Revenue had warned that lucrative tax break would 'clog up' housing supply

A senior official in the Revenue Commissioners warned in November last year that entire blocks of apartments had been bought between 2014 and 2016, in many cases from the State, and that these units would generally be sold on the market. Stock image
A senior official in the Revenue Commissioners warned in November last year that entire blocks of apartments had been bought between 2014 and 2016, in many cases from the State, and that these units would generally be sold on the market. Stock image
Paul Melia

Paul Melia

The Revenue Commissioners warned that investment funds holding billions of euro worth of residential property would hoard properties, rather than sell on the open market, following the introduction of a lucrative tax break.

Email correspondence released under the Freedom of Information Act to Sinn Féin show that tax officials suggested that property funds would "clog the market". An incentive allowed them to avoid capital gains tax (CGT) if they held the property for five years.

CGT is levied at 33pc of the profits from the sale of property, and the Department of Finance was told that a five-year exemption for certain types of funds would impact on supply and result in a "lock" in the residential market.

A senior official in the Revenue Commissioners warned in November last year that entire blocks of apartments had been bought between 2014 and 2016, in many cases from the State, and that these units would generally be sold on the market.

But they warned: "Specific concerns were raised about the five years [CGT exemption]...as they [funds] simply won't release for sale until this expires. It creates a bit of a lock on the residential market. The individual sale of these was always the intention.

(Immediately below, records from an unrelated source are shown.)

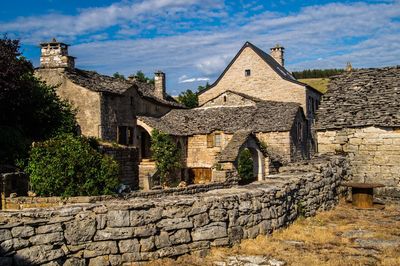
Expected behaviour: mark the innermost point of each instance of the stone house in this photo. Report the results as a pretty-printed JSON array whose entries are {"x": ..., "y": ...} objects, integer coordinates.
[
  {"x": 258, "y": 74},
  {"x": 360, "y": 116},
  {"x": 212, "y": 136},
  {"x": 106, "y": 107}
]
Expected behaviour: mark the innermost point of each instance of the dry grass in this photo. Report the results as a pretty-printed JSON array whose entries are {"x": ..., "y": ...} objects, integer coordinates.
[
  {"x": 321, "y": 84},
  {"x": 325, "y": 239}
]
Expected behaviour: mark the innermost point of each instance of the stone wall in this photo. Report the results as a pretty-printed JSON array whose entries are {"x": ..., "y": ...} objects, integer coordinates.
[
  {"x": 142, "y": 229},
  {"x": 374, "y": 154},
  {"x": 263, "y": 83}
]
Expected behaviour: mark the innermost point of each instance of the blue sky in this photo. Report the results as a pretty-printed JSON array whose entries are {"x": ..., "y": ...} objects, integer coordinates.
[{"x": 193, "y": 40}]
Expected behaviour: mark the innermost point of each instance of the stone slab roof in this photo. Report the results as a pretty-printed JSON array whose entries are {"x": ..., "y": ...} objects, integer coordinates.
[
  {"x": 231, "y": 151},
  {"x": 265, "y": 116},
  {"x": 102, "y": 83},
  {"x": 280, "y": 70},
  {"x": 366, "y": 97}
]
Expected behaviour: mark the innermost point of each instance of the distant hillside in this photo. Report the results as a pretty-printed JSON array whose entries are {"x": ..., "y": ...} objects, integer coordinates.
[{"x": 320, "y": 84}]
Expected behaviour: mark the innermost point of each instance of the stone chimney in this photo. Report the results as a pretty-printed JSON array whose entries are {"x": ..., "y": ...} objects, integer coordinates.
[
  {"x": 277, "y": 54},
  {"x": 159, "y": 84},
  {"x": 55, "y": 55}
]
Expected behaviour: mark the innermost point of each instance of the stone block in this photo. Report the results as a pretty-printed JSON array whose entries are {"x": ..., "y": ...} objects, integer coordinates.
[
  {"x": 46, "y": 238},
  {"x": 118, "y": 218},
  {"x": 23, "y": 231},
  {"x": 95, "y": 249},
  {"x": 209, "y": 232},
  {"x": 174, "y": 224},
  {"x": 129, "y": 245},
  {"x": 114, "y": 233}
]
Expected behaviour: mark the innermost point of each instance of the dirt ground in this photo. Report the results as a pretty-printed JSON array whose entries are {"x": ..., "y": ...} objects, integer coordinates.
[{"x": 343, "y": 236}]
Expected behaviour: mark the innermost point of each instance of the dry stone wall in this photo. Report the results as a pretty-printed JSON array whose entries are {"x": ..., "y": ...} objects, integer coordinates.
[
  {"x": 142, "y": 229},
  {"x": 374, "y": 154}
]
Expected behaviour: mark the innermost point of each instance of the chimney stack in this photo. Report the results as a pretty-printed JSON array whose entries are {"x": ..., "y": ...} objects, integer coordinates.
[
  {"x": 159, "y": 84},
  {"x": 55, "y": 55},
  {"x": 277, "y": 54}
]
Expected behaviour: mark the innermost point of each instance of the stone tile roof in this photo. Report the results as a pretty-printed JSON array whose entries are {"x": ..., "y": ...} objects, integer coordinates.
[
  {"x": 231, "y": 151},
  {"x": 366, "y": 97},
  {"x": 265, "y": 116},
  {"x": 102, "y": 83},
  {"x": 280, "y": 70}
]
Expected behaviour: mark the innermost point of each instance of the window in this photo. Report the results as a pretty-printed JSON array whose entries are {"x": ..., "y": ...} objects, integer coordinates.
[
  {"x": 217, "y": 142},
  {"x": 121, "y": 135}
]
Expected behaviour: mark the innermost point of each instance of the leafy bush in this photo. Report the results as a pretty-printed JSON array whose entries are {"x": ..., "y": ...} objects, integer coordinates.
[
  {"x": 71, "y": 166},
  {"x": 245, "y": 166},
  {"x": 166, "y": 154}
]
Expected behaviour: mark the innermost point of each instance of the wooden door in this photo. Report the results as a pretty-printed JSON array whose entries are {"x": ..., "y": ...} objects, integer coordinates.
[{"x": 200, "y": 175}]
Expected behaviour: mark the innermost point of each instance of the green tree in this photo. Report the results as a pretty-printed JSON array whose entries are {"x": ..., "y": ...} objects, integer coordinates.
[
  {"x": 188, "y": 98},
  {"x": 245, "y": 166},
  {"x": 70, "y": 165},
  {"x": 166, "y": 155},
  {"x": 141, "y": 77},
  {"x": 118, "y": 75},
  {"x": 29, "y": 109}
]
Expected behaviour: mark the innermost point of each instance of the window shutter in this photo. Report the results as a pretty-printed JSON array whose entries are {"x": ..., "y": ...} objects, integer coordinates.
[{"x": 210, "y": 140}]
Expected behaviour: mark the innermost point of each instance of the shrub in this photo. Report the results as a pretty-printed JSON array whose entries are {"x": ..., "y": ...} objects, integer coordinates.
[
  {"x": 71, "y": 166},
  {"x": 245, "y": 166},
  {"x": 166, "y": 154}
]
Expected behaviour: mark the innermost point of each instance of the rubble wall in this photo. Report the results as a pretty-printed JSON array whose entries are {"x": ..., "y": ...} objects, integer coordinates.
[
  {"x": 374, "y": 155},
  {"x": 142, "y": 229}
]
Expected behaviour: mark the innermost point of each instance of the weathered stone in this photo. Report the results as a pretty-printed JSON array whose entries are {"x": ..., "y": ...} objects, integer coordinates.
[
  {"x": 145, "y": 230},
  {"x": 162, "y": 240},
  {"x": 99, "y": 261},
  {"x": 174, "y": 224},
  {"x": 46, "y": 238},
  {"x": 81, "y": 229},
  {"x": 115, "y": 260},
  {"x": 118, "y": 218},
  {"x": 143, "y": 217},
  {"x": 218, "y": 215},
  {"x": 129, "y": 245},
  {"x": 95, "y": 249},
  {"x": 114, "y": 233},
  {"x": 147, "y": 244},
  {"x": 180, "y": 237},
  {"x": 6, "y": 246},
  {"x": 52, "y": 228},
  {"x": 19, "y": 243},
  {"x": 210, "y": 231},
  {"x": 173, "y": 251},
  {"x": 200, "y": 219},
  {"x": 74, "y": 262},
  {"x": 37, "y": 255},
  {"x": 23, "y": 231}
]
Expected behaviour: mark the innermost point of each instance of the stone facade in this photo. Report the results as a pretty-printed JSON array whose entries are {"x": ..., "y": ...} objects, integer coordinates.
[
  {"x": 374, "y": 154},
  {"x": 142, "y": 229},
  {"x": 265, "y": 81}
]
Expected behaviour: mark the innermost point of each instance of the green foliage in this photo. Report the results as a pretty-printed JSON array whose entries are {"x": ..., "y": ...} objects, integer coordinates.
[
  {"x": 166, "y": 155},
  {"x": 188, "y": 98},
  {"x": 141, "y": 77},
  {"x": 118, "y": 75},
  {"x": 68, "y": 165},
  {"x": 245, "y": 166},
  {"x": 317, "y": 73},
  {"x": 28, "y": 107}
]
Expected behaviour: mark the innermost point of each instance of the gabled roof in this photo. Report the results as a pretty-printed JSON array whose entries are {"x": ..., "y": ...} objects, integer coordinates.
[
  {"x": 102, "y": 83},
  {"x": 280, "y": 70},
  {"x": 265, "y": 116},
  {"x": 365, "y": 97}
]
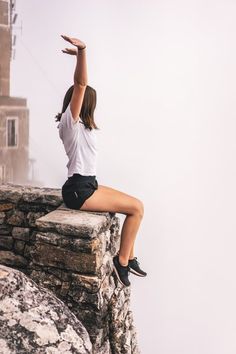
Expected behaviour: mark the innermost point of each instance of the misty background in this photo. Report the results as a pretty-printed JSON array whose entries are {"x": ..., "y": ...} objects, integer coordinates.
[{"x": 164, "y": 72}]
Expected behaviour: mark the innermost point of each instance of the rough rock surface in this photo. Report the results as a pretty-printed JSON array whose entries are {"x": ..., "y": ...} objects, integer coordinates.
[
  {"x": 70, "y": 253},
  {"x": 33, "y": 320}
]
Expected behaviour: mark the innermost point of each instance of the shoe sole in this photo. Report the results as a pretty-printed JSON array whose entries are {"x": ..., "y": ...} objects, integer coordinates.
[
  {"x": 136, "y": 273},
  {"x": 118, "y": 277}
]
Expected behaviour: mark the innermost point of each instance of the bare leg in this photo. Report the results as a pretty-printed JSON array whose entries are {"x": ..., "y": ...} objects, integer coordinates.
[{"x": 112, "y": 200}]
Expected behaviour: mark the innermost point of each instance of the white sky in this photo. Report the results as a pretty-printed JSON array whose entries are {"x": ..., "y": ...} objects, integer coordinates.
[{"x": 165, "y": 75}]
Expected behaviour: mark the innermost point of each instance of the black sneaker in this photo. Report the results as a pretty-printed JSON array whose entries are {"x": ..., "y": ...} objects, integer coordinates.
[
  {"x": 122, "y": 272},
  {"x": 135, "y": 269}
]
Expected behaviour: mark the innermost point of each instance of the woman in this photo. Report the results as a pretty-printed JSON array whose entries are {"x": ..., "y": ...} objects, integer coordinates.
[{"x": 77, "y": 131}]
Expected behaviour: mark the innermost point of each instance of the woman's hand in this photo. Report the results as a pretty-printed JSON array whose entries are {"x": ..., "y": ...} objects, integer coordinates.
[{"x": 76, "y": 42}]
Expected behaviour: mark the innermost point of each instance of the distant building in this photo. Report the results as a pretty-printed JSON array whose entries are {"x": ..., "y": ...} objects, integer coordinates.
[{"x": 15, "y": 164}]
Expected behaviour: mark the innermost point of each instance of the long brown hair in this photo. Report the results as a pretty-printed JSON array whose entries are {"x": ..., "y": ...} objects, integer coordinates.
[{"x": 87, "y": 109}]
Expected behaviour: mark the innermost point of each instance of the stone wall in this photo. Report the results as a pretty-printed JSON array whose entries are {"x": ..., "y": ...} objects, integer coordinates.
[{"x": 69, "y": 252}]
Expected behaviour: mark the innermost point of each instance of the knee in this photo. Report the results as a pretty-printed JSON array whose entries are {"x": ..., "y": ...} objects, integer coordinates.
[{"x": 139, "y": 208}]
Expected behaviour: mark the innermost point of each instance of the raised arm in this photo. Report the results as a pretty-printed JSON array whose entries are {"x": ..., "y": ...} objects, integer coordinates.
[{"x": 80, "y": 75}]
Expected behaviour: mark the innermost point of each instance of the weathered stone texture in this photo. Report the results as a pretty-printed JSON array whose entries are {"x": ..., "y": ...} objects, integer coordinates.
[
  {"x": 69, "y": 252},
  {"x": 33, "y": 320}
]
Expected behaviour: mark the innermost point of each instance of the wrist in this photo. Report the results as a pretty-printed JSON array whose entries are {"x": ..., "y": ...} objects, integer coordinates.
[{"x": 81, "y": 48}]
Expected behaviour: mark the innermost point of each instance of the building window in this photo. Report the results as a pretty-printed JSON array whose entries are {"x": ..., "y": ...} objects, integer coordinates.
[{"x": 12, "y": 131}]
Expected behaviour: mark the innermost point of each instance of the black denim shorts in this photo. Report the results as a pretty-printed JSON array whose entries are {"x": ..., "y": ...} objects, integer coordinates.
[{"x": 77, "y": 189}]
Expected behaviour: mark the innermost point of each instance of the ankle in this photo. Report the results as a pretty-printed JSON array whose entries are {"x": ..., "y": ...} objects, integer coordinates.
[{"x": 122, "y": 261}]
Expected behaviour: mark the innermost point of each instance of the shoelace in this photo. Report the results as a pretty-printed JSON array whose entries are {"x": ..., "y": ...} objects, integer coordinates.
[{"x": 135, "y": 260}]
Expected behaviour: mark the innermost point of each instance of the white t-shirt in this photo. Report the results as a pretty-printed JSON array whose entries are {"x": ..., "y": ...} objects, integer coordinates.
[{"x": 80, "y": 145}]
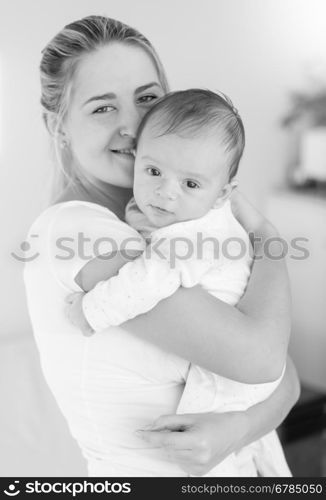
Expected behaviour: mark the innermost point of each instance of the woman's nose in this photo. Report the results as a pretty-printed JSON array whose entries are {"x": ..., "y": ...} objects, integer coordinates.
[{"x": 129, "y": 121}]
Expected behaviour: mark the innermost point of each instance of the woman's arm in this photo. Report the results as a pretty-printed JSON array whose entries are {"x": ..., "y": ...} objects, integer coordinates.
[
  {"x": 208, "y": 438},
  {"x": 248, "y": 343}
]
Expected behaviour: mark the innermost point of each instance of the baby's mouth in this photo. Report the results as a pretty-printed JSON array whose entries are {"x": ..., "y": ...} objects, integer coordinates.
[{"x": 161, "y": 210}]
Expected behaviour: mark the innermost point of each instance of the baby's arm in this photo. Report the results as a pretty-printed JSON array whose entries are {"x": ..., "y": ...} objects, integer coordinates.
[{"x": 138, "y": 287}]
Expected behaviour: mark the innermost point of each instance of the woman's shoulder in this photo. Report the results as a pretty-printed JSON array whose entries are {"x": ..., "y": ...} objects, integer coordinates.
[
  {"x": 75, "y": 214},
  {"x": 80, "y": 219},
  {"x": 74, "y": 208}
]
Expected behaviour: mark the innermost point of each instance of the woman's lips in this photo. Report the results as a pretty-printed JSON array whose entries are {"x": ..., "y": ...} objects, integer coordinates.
[
  {"x": 160, "y": 210},
  {"x": 124, "y": 151}
]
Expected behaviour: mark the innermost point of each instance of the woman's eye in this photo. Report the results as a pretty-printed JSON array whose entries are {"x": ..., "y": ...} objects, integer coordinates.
[
  {"x": 153, "y": 171},
  {"x": 192, "y": 185},
  {"x": 104, "y": 109},
  {"x": 146, "y": 99}
]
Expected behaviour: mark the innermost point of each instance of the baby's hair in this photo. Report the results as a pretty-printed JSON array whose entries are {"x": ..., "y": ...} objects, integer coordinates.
[{"x": 197, "y": 112}]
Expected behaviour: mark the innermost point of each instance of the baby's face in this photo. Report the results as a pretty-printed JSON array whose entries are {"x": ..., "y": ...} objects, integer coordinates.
[{"x": 178, "y": 179}]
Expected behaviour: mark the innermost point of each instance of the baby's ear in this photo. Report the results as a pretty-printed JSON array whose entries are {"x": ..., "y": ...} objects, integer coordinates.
[
  {"x": 54, "y": 125},
  {"x": 225, "y": 193}
]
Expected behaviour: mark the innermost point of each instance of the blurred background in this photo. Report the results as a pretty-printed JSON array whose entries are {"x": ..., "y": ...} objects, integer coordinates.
[{"x": 269, "y": 56}]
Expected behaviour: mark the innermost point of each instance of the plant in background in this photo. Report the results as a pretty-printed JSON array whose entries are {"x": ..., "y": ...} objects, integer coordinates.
[
  {"x": 310, "y": 108},
  {"x": 306, "y": 121}
]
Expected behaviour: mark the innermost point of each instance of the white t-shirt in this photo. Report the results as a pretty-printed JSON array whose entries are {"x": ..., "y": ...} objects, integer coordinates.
[
  {"x": 113, "y": 383},
  {"x": 213, "y": 251}
]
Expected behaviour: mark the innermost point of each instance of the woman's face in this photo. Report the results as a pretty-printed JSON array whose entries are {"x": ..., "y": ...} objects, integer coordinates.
[{"x": 113, "y": 88}]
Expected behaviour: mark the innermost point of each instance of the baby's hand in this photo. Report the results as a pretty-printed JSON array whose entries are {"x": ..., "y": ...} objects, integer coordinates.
[{"x": 75, "y": 314}]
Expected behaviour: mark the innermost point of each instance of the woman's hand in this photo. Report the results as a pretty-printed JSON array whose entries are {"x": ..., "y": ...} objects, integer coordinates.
[
  {"x": 248, "y": 216},
  {"x": 74, "y": 312},
  {"x": 197, "y": 442}
]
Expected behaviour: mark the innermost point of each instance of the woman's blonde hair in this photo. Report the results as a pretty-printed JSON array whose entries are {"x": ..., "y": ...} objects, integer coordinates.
[{"x": 60, "y": 59}]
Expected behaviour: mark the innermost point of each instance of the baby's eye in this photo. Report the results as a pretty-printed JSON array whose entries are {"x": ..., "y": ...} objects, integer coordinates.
[
  {"x": 192, "y": 184},
  {"x": 153, "y": 171},
  {"x": 146, "y": 99},
  {"x": 104, "y": 109}
]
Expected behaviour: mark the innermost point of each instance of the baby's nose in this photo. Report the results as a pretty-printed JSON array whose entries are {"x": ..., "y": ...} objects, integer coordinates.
[{"x": 167, "y": 190}]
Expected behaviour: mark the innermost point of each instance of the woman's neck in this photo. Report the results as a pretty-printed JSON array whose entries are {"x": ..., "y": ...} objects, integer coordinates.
[{"x": 112, "y": 197}]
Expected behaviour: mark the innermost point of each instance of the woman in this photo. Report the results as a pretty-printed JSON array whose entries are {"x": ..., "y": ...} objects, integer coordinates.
[{"x": 99, "y": 77}]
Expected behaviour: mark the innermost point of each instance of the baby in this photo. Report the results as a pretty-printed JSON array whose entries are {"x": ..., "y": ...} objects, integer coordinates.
[{"x": 188, "y": 150}]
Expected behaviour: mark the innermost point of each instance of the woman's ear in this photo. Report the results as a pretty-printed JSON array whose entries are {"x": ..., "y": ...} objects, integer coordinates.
[
  {"x": 225, "y": 193},
  {"x": 54, "y": 125}
]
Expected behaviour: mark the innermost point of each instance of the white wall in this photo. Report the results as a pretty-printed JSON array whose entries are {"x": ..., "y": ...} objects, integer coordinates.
[{"x": 254, "y": 50}]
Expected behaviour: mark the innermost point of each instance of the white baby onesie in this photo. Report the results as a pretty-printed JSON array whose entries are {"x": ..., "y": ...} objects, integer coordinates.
[{"x": 213, "y": 251}]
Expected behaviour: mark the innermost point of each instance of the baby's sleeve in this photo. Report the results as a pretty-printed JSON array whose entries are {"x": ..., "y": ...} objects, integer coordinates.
[
  {"x": 80, "y": 232},
  {"x": 137, "y": 288}
]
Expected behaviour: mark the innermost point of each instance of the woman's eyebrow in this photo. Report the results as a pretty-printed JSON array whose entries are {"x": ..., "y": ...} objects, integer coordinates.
[
  {"x": 103, "y": 97},
  {"x": 147, "y": 86}
]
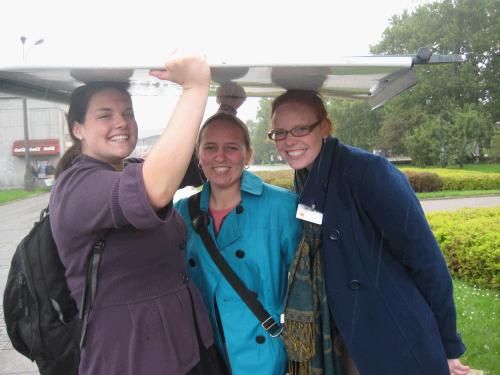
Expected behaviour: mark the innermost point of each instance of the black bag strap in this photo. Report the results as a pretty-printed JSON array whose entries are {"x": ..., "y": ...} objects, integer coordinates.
[
  {"x": 200, "y": 220},
  {"x": 90, "y": 287}
]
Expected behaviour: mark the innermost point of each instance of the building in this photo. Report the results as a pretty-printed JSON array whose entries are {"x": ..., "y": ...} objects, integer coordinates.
[{"x": 47, "y": 134}]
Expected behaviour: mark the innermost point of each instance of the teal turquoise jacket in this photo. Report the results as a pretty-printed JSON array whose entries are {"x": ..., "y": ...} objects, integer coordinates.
[{"x": 258, "y": 239}]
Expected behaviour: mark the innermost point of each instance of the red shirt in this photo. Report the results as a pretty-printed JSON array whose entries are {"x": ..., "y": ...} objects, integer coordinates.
[{"x": 219, "y": 216}]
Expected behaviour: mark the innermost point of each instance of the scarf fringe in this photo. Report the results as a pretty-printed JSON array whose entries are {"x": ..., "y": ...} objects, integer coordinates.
[{"x": 299, "y": 339}]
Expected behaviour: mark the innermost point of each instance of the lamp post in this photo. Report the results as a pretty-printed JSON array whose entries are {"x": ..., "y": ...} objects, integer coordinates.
[{"x": 28, "y": 177}]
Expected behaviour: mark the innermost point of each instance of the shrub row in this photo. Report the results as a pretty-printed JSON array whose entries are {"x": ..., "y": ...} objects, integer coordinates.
[
  {"x": 454, "y": 179},
  {"x": 421, "y": 180},
  {"x": 424, "y": 181},
  {"x": 470, "y": 241}
]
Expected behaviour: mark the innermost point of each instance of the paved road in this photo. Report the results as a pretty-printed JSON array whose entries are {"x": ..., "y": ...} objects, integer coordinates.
[
  {"x": 452, "y": 204},
  {"x": 17, "y": 218}
]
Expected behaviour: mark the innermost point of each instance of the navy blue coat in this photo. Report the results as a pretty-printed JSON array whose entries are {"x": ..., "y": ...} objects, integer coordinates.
[{"x": 388, "y": 286}]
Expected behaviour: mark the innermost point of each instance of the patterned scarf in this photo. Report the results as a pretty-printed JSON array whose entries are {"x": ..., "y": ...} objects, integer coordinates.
[{"x": 312, "y": 343}]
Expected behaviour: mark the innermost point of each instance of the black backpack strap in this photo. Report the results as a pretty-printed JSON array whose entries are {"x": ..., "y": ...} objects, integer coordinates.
[
  {"x": 90, "y": 287},
  {"x": 200, "y": 220}
]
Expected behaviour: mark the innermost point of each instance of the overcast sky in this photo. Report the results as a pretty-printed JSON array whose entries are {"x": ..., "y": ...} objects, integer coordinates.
[{"x": 224, "y": 30}]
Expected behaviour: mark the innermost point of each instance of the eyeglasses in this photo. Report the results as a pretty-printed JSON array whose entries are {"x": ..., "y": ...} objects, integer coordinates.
[{"x": 299, "y": 131}]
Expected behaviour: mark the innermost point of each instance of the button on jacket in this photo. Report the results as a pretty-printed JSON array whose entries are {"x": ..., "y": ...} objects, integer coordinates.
[
  {"x": 387, "y": 282},
  {"x": 258, "y": 239}
]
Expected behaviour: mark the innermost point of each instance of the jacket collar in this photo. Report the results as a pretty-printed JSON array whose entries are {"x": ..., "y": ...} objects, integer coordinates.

"They sell in blocks of one or two every month until the block is fully sold over to the tenants/buyers. Now the block is incentivised to be held for five [years] so they won't be released until 2019-2021."

Further correspondence to the Department of Finance added that the incentive would "clog the market temporarily".

An official in the Department of Finance noted there was a "valid point" made that the capital gains tax exemption "could negatively affect residential sales in the short term", but added it should bring more rental units on stream.

The CGT incentive was introduced in last year's Finance Bill to encourage funds to purchase and develop housing to help increase supply.

Unforgivable

Sinn Féin finance spokesman Pearse Doherty said the effect of the policy was to "clog up supply". The party opposed the introduction of the measure.

"I believe this is of major tax benefit to these funds. These funds are buying up much of Ireland," he said.

"The consequences of this would mean less property on the market.

"This is just unforgivable. The effect of this policy was to clog-up housing supply for buyers at a time of a drought in supply, pushing up house prices. It is unacceptable that the change was brought in without this analysis being presented."

The Revenue Commissioners said it did not wish to comment, but the Department of Finance said the "minimal loss of tax" which incurred was offset by bringing new sources of capital into the property market.

It said the CGT exemption was designed to encourage the "long-term holding and management of income-producing rental property" which would lead to a more sustainable market.

"Although a gain may be exempt where the property is held for more than five years, tax will still be payable on the rental income that is being generated," said a statement.